By: Abby Anerella ❤️



I’ve been wanting to write a blog on how important it is to surround yourself with people who bring positivity into your life as opposed to negativity for a while.


When you think of someone you want to spend your time with, does that person include someone who makes you feel negative? Well, obviously not. So why are so many people stuck around toxicity?


For a while I had a “best friend” who was neither a positive influence on my mental health, nor a positive influence to me as a person.


My therapist always said to me “if you wouldn’t tolerate this behavior in romantic relationships, why tolerate it from a friend?”


We as humans are always very quick to place higher standards in our partners, than we do in our friendships. Long story short, we tolerate more bullshit from our friends than we do from the person we look to spend the rest of our lives with.


When you put it this way, you start to pay more attention to what your needs are, and who is fulfilling them and who is not.


As much as my mental health is a struggle for me, I’m grateful for it in the way that it showed me who my real friends and loved ones are. I believe that when people go through their toughest of times, the ones who stay, are the ones you stay for.


My favorite quote is from a woman named Maya Angelou, “People will forget what you said, people will forget what you did, but people will never forget how you made them feel.” This applies to things that are both positive and negative in nature. Just as you would never forget a heartbreaking moment, you will never forget the ones that made you feel like you could fly.

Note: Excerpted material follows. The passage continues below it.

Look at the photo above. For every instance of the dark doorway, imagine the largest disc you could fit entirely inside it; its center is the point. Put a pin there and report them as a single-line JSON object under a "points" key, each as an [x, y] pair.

When you are in a tough place, your surroundings are what keep you in the light. The people that push you, empathize with you, understand you, listen to you, don’t judge you, encourage you, are loyal to you, are the people you never want to let go of. You don’t realize the impact your social surroundings have on your overall well being. If you are constantly around somebody who makes you question your goodness of heart, you are going to feel as they want you to feel.


In the few years I was best friends with a girl who would constantly put me down, I thought that’s what normal friendships were like. The people around me always vocalized that this person wasn’t good for me, but I couldn’t see why she wasn’t. It was all I knew in a friendship, and it wasn’t until my boyfriend (Thomas) and my now best friend (Alexandra) started to open my eyes to healthy relationships that I began to realize why people were saying what they were saying.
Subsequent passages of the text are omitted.